Restitution de biens culturels ayant quitté illicitement le territoire d'un État membre. Refonte

2013/0162(COD)

OBJECTIF : permettre la restitution des biens culturels classés ou définis comme des trésors nationaux ayant quitté illicitement le territoire des États membres.

ACTE LÉGISLATIF : Directive 2014/60/UE du Parlement européen et du Conseil relative à la restitution de biens culturels ayant quitté illicitement le territoire d'un État membre et modifiant le règlement (UE) n° 1024/2012 (refonte).

CONTENU : la présente directive vise la refonte de la directive 93/7/CEE et a pour but de permettre la restitution des biens culturels classés ou définis par un État membre comme faisant partie des trésors nationaux qui ont quitté illicitement le territoire dudit État membre à partir du 1er janvier 1993.

Élargissement de la portée de la législation : le champ d’application de la directive est désormais étendu à tout bien culturel classé ou défini par un État membre, conformément à la législation ou aux procédures administratives nationales, comme un trésor national ayant une valeur artistique, historique ou archéologique au sens de l'article 36 du traité sur le fonctionnement de l'Union européenne.

La directive devrait ainsi couvrir les biens présentant un intérêt historique, paléontologique, ethnographique, numismatique ou une valeur scientifique, qu'ils fassent ou non partie de collections publiques ou autres ou qu'il s'agisse de pièces uniques, et qu'ils proviennent de fouilles légales ou clandestines, à condition qu'ils soient classés ou définis comme des trésors nationaux.

En outre, il ne devrait plus être nécessaire que les biens culturels classés ou définis comme des trésors nationaux appartiennent à des catégories ou respectent des seuils liés à leur ancienneté et/ou à leur valeur financière pour qu'ils puissent être restitués en vertu de la directive.

Coopération administrative entre les États membres : la directive exige que les autorités centrales coopèrent efficacement entre elles et échangent des informations concernant les biens culturels ayant quitté illicitement le territoire d'un État membre en utilisant le système d'information du marché intérieur (IMI) prévu par le règlement (UE) n° 1024/2012 du Parlement européen et du Conseil.
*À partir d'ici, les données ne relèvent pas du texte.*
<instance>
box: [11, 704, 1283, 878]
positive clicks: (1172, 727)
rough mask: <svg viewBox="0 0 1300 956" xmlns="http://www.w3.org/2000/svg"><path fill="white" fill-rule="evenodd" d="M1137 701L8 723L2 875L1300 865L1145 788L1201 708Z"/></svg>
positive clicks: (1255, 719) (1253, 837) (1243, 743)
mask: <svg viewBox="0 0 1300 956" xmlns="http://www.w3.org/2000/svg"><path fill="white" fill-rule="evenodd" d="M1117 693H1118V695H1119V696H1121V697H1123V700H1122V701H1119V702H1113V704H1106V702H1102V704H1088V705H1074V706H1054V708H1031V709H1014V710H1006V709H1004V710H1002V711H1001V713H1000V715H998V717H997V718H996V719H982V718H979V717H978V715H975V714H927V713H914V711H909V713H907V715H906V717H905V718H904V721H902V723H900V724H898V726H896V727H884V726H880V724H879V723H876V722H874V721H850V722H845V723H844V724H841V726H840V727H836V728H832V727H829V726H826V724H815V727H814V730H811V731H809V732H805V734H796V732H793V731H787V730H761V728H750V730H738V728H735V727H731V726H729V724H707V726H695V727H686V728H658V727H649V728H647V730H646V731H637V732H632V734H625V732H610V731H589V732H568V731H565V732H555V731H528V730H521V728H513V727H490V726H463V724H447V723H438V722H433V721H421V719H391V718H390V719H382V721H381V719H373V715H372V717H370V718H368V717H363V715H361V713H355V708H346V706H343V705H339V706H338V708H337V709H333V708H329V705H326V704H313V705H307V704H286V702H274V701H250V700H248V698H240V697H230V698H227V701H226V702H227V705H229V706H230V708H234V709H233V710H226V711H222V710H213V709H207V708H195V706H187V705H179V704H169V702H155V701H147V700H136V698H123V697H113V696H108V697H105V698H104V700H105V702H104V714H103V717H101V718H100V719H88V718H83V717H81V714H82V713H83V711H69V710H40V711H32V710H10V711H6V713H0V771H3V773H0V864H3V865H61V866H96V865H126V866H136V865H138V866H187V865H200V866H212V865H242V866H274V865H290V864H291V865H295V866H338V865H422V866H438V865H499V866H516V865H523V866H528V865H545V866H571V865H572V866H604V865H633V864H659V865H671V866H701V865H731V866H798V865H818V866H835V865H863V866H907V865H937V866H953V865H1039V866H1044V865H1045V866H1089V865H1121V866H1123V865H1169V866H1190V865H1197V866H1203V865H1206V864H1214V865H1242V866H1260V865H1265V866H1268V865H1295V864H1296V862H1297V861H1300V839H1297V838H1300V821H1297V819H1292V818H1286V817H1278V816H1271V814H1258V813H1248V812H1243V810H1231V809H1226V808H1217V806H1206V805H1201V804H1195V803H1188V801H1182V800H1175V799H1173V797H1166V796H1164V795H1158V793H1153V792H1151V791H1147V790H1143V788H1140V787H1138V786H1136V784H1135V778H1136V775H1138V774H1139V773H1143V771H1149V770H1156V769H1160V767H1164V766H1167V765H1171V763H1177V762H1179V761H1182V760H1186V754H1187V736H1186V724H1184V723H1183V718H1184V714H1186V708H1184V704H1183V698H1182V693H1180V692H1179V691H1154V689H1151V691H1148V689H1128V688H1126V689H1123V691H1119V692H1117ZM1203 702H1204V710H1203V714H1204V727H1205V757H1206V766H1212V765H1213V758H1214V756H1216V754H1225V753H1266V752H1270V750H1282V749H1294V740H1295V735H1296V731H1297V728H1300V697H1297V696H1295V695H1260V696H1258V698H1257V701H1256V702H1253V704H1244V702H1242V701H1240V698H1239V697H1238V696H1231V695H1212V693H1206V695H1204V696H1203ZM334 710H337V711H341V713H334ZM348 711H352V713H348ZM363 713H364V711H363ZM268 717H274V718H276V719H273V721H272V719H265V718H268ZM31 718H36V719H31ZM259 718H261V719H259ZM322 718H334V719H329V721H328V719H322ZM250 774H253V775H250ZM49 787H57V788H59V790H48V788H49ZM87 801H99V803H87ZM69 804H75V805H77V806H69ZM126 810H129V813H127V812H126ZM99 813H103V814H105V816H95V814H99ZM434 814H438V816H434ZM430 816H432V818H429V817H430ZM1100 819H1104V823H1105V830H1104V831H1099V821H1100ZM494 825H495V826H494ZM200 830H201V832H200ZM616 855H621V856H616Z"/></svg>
Afin d’améliorer la coopération, la mise en place d’un module de l'IMI spécialement conçu pour les biens culturels est prévue.

Les échanges d'information par l'intermédiaire de l'IMI devront être effectués conformément aux dispositions juridiques applicables en matière de protection des données à caractère personnel et de la vie privée, sans toutefois empêcher les autorités centrales compétentes de recourir à d'autres moyens de communication que l'IMI.

Allongement des délais :

  • Le délai prévu pour vérifier si le bien culturel découvert dans un autre État membre constitue un bien culturel au sens de la directive est porté à six mois (au lieu de deux mois actuellement). Ce délai devrait permettre aux États membres de prendre les mesures nécessaires pour conserver le bien culturel et, le cas échéant, prévenir toute action visant à le soustraire à la procédure de restitution.
  • Le délai pour introduire une action en restitution auprès du tribunal compétent de l'État membre requis est porté à trois ans (au lieu d’un an actuellement) à compter de la date à laquelle l'État membre dont le bien culturel a quitté illicitement le territoire a eu connaissance du lieu où se trouvait le bien culturel et de l'identité de son possesseur ou détenteur.

En tout état de cause, l'action en restitution serait prescrite dans un délai de 30 ans à compter de la date où le bien culturel a quitté illicitement le territoire de l'État membre requérant. Dans le cas des biens des inventaires des institutions ecclésiastiques ou d'autres institutions religieuses ou laïques dans les États membres dans lesquels ils font l'objet d'une protection spéciale conformément à la loi nationale, l'action en restitution se prescrirait dans un délai de 75 ans.

Indemnité accordée au possesseur : dans le cas où la restitution du bien est ordonnée, la directive prévoit que le tribunal compétent de l'État membre requis accorde au possesseur une indemnité équitable en fonction des circonstances du cas d'espèce, à condition que le possesseur prouve qu'il a exercé la diligence requise lors de l'acquisition du bien.

Rapport : le 18 décembre 2015 au plus tard et tous les cinq ans par la suite, les États membres soumettront à la Commission un rapport concernant l'application de la directive. Tous les cinq ans, la Commission présentera un rapport d’évaluation accompagné, si nécessaire, de propositions appropriées.

ENTRÉE EN VIGUEUR : 17.06.2014.

TRANSPOSITION : au plus tard le 18.12.2015.